The Founding Formula
Interest in the Founding Fathers remains high. (Just try getting a ticket to “Hamilton.”) Can any contemporary statesman compare in stature to those transcendent figures? Accordingly, “originalists” these days are consumed with uncovering the meanings and intentions of those hallowed architects of our nation.
There is one aspect of the debate at Constitutional Hall in 1787 and beyond that needs to be highlighted; most of those present were worriers. Some harbored the notion that the prospective governing structure should include a King, because only a monarch would be capable of binding together a rancorous cluster of states that, despite success in the Revolution, had not demonstrated much willingness to get along with each other. But most thought this to be a ridiculous idea, given the fact that the colonists had just overthrown a King who, they claimed, had oppressed them and rejected their pleas for greater home rule. Besides, a King in France had just lost his head for having turned a deaf ear to the plight of his subjects. Moreover, the only American who possessed monarchial credentials, George Washington, showed no interest, thought it absurd that anyone could ascend to a throne in the new Republic where every free man thought himself the equal of any other.
No, America was not made for Kings.
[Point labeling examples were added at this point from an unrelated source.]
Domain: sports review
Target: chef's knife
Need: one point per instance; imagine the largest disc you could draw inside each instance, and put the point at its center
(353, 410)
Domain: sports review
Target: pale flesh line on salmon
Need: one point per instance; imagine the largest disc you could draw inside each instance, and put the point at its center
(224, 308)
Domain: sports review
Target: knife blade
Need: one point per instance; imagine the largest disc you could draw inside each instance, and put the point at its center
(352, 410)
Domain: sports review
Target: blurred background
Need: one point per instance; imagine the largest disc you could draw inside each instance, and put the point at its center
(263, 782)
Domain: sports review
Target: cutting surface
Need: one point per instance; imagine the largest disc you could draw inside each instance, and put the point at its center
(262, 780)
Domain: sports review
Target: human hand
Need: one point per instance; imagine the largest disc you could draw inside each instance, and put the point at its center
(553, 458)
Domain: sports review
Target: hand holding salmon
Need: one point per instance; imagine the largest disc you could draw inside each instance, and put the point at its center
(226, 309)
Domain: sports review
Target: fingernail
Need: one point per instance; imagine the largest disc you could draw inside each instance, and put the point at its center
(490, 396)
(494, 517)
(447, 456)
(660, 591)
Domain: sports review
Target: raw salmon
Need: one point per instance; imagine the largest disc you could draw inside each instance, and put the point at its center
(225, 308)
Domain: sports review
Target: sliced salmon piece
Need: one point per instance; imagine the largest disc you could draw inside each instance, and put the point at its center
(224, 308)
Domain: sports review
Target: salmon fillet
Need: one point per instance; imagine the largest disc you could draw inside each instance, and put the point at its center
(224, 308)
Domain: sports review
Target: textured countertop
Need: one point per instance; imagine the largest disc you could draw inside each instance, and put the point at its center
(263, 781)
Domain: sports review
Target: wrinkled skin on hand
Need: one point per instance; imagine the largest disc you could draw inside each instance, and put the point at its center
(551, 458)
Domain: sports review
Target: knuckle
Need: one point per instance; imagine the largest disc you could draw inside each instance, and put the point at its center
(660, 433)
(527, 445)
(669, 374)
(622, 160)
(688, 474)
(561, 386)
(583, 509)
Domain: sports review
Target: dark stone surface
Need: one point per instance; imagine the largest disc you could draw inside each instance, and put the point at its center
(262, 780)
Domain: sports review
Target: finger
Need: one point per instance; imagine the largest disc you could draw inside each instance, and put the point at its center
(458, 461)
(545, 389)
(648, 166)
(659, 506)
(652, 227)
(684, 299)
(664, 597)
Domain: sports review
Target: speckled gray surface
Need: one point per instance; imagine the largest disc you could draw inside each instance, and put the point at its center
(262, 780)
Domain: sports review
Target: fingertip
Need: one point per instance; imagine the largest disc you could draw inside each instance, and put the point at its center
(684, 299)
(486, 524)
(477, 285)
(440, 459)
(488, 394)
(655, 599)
Bur far more people were worried that the new nation might fall prey to aristocratic rule. After all, throughout the period almost every colony (excepting perhaps Rhode Island) saw a self-appointed elite take command (albeit under the ultimate authority of England). These cliques monopolized power in each province, maintained their exclusivity and proved adept at accumulating wealth (via land ownership, speculation and trade). Americans travelling to England could not but note that aristocrats ruled the mother country. John Adams was more outspoken than anyone else, warning against the threat the “Dons, the Bashaws, the Grandees, the Patricians, the Nabobs, call them by whatever name you please,” posed even in a society that recognized no formal aristocratic titles.
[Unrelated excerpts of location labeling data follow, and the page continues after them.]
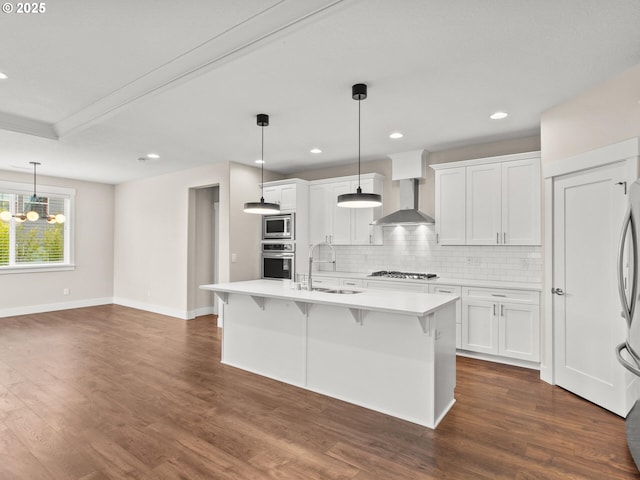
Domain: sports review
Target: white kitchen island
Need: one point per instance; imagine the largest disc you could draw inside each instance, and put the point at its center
(393, 352)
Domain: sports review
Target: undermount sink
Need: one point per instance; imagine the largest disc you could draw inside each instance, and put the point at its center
(336, 290)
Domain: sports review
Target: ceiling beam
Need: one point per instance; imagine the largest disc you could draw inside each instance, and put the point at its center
(224, 47)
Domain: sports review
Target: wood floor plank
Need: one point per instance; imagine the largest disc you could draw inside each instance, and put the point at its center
(112, 392)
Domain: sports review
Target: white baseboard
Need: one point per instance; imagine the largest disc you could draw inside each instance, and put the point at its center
(149, 307)
(93, 302)
(497, 359)
(53, 307)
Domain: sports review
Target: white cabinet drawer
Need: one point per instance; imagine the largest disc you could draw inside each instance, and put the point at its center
(501, 295)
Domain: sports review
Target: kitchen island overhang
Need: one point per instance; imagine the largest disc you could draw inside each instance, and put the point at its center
(393, 352)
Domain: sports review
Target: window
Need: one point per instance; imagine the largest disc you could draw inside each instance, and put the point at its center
(29, 244)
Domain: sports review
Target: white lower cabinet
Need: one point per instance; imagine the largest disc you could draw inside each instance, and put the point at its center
(501, 322)
(452, 290)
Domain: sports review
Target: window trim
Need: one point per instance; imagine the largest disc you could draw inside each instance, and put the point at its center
(69, 195)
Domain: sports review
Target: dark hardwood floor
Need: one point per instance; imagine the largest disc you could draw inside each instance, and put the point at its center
(115, 393)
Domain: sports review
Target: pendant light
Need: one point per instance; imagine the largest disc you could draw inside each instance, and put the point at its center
(32, 215)
(359, 199)
(262, 207)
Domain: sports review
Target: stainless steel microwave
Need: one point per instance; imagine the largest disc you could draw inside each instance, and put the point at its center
(278, 227)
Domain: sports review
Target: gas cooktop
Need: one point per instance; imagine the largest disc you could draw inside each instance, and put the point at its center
(404, 275)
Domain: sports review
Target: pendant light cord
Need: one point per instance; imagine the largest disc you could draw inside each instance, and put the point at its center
(262, 166)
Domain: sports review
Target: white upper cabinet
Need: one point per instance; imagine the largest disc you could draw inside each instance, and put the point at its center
(490, 201)
(484, 204)
(450, 206)
(339, 225)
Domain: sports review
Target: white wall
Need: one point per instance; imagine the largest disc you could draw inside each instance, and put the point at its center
(605, 114)
(390, 194)
(151, 241)
(201, 249)
(91, 283)
(245, 229)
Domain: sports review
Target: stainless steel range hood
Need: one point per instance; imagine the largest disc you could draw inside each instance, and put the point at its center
(407, 168)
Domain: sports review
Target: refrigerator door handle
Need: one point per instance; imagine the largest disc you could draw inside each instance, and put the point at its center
(627, 310)
(624, 362)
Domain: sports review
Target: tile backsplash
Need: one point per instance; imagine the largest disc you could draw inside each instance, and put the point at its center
(414, 249)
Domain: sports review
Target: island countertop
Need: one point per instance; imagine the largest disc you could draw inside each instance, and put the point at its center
(403, 303)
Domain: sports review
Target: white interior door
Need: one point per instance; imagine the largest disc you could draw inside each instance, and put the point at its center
(588, 209)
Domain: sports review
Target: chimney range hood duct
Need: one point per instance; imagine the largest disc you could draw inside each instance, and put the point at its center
(408, 168)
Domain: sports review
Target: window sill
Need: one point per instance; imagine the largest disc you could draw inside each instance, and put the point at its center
(37, 268)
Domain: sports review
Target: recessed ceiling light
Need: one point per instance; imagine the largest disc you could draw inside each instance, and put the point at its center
(498, 115)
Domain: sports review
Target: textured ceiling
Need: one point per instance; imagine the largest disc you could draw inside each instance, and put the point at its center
(93, 85)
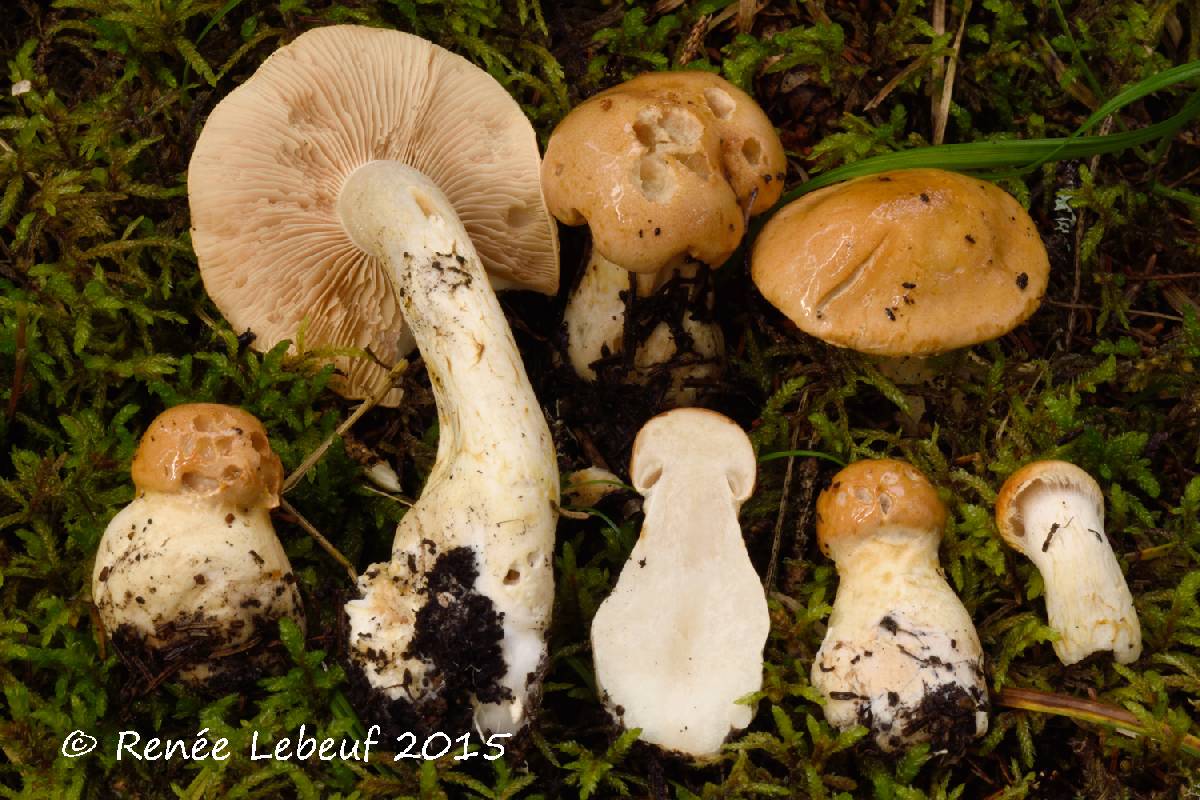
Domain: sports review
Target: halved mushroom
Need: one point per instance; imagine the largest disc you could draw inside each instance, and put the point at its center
(681, 637)
(664, 169)
(190, 576)
(901, 655)
(1054, 513)
(265, 179)
(450, 633)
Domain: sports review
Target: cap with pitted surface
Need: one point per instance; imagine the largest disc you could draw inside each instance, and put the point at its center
(208, 450)
(913, 262)
(269, 166)
(664, 167)
(873, 494)
(1039, 475)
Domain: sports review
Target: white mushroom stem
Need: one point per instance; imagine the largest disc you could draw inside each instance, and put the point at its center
(493, 488)
(595, 324)
(1087, 600)
(900, 653)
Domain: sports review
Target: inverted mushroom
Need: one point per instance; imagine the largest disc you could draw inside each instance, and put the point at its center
(901, 655)
(664, 169)
(190, 577)
(913, 262)
(681, 637)
(450, 633)
(318, 109)
(1054, 513)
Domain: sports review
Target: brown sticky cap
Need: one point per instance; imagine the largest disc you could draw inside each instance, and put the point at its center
(906, 263)
(271, 160)
(664, 167)
(211, 451)
(877, 493)
(1041, 474)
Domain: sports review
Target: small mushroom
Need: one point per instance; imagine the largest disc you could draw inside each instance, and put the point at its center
(664, 169)
(190, 576)
(681, 637)
(901, 655)
(1054, 513)
(915, 262)
(269, 168)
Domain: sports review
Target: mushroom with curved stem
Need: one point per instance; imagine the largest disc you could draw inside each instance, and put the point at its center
(451, 630)
(907, 263)
(190, 576)
(664, 169)
(317, 109)
(681, 637)
(1053, 512)
(901, 655)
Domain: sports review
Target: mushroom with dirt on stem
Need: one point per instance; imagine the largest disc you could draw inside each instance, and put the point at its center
(190, 577)
(1053, 512)
(681, 638)
(900, 655)
(664, 169)
(450, 632)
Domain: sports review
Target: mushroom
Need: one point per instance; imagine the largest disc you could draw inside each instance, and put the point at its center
(190, 576)
(451, 630)
(915, 262)
(270, 163)
(679, 639)
(901, 655)
(664, 169)
(1054, 513)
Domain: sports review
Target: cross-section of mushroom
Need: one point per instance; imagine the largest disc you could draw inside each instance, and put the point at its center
(901, 655)
(681, 637)
(1054, 513)
(190, 577)
(449, 635)
(664, 169)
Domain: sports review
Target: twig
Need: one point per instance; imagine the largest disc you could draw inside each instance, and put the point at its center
(328, 546)
(364, 407)
(942, 112)
(1075, 708)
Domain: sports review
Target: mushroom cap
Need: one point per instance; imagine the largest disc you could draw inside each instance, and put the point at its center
(1041, 474)
(663, 167)
(687, 441)
(268, 167)
(913, 262)
(209, 451)
(876, 494)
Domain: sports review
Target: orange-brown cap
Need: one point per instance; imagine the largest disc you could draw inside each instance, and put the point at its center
(208, 450)
(271, 160)
(912, 262)
(877, 493)
(663, 167)
(1041, 474)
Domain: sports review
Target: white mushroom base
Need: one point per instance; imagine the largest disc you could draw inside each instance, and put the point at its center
(1087, 600)
(903, 659)
(192, 584)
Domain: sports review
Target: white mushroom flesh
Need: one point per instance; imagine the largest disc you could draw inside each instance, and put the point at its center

Did that mean that democracy should reign in America; that the common man could be entrusted with governing, determining matters of state? Few, if any, at that time thought that to be a good idea. Far too easily could the “people” turn into a mob; (mob activity was fairly common during the Revolution). In Revolutionary France they appeared to have acted in precisely that fashion. The people, united, could also threaten the rights of property (after all large numbers owned no property themselves and thus would have little at stake.) Indeed, in Massachusetts in 1786-7 common folk had been on the march (Shay’s Rebellion) against state authorities, who they claimed had levied onerous taxes upon them. Furthermore, relatively few people enjoyed the benefits of a formal education and thus could not be expected to think clearly and dispassionately about weighty issues. Finally, history offered no instructive examples of societies based on the widespread participation of ordinary folks. It was, therefore, too risky to launch such an experiment at this time when the need for stability was paramount.
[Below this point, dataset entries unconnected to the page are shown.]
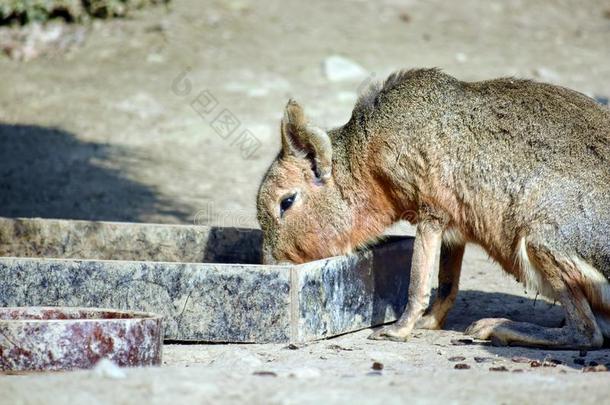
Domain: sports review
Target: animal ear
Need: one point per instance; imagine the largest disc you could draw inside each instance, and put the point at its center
(306, 141)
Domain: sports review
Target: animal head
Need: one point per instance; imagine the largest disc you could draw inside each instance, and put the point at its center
(300, 208)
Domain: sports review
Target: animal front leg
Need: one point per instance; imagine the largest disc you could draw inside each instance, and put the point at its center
(580, 330)
(450, 268)
(427, 242)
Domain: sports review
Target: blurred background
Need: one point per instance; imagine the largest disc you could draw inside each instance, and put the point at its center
(155, 111)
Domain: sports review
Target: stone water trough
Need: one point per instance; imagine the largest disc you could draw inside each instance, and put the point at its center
(207, 282)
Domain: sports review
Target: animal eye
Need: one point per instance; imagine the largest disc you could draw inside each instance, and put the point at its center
(286, 203)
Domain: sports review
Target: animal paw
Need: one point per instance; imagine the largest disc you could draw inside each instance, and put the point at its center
(488, 328)
(394, 332)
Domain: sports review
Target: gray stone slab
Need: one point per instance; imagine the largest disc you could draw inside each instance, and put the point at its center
(205, 281)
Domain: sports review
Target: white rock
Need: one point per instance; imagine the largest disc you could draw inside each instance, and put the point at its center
(347, 96)
(107, 369)
(305, 373)
(337, 68)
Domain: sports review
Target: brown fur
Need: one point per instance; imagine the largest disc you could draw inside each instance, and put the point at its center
(518, 167)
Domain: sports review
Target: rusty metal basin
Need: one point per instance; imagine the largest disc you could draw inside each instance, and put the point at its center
(62, 338)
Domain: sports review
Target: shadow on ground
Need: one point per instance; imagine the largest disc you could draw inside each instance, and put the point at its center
(47, 172)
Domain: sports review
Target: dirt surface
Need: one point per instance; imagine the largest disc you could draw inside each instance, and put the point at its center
(106, 131)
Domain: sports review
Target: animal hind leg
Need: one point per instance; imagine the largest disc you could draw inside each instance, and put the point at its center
(580, 331)
(448, 285)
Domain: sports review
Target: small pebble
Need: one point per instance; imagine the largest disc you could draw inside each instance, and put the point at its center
(602, 100)
(461, 342)
(404, 16)
(106, 368)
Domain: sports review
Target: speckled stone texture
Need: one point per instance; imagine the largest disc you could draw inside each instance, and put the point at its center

So if such obvious limitations discredited exclusive rule by a monarch, or an aristocracy, or by the common man, what was to be done about devising a government that would provide for the general welfare and would have a decent chance of surviving and succeeding? The answer the Founding Fathers settled upon incorporated a little bit of this and a little bit of that. They called it a “mixed government” and provided for an Executive who might seem like a King but who was not, a Senate that was thought would be the preserve of the local elites who would engage in lofty debate along with a House of Representatives (“the people’s chamber”) where ordinary Americans might express more down-to-earth concerns. Thus, no single point of view prevailed: each camp had to accept some portion of the ideas they opposed. Somehow their collective fears produced a sturdy framework. In short, they found out that the jumble of approaches they blended together could work. And that’s why they’re called the “founding” fathers.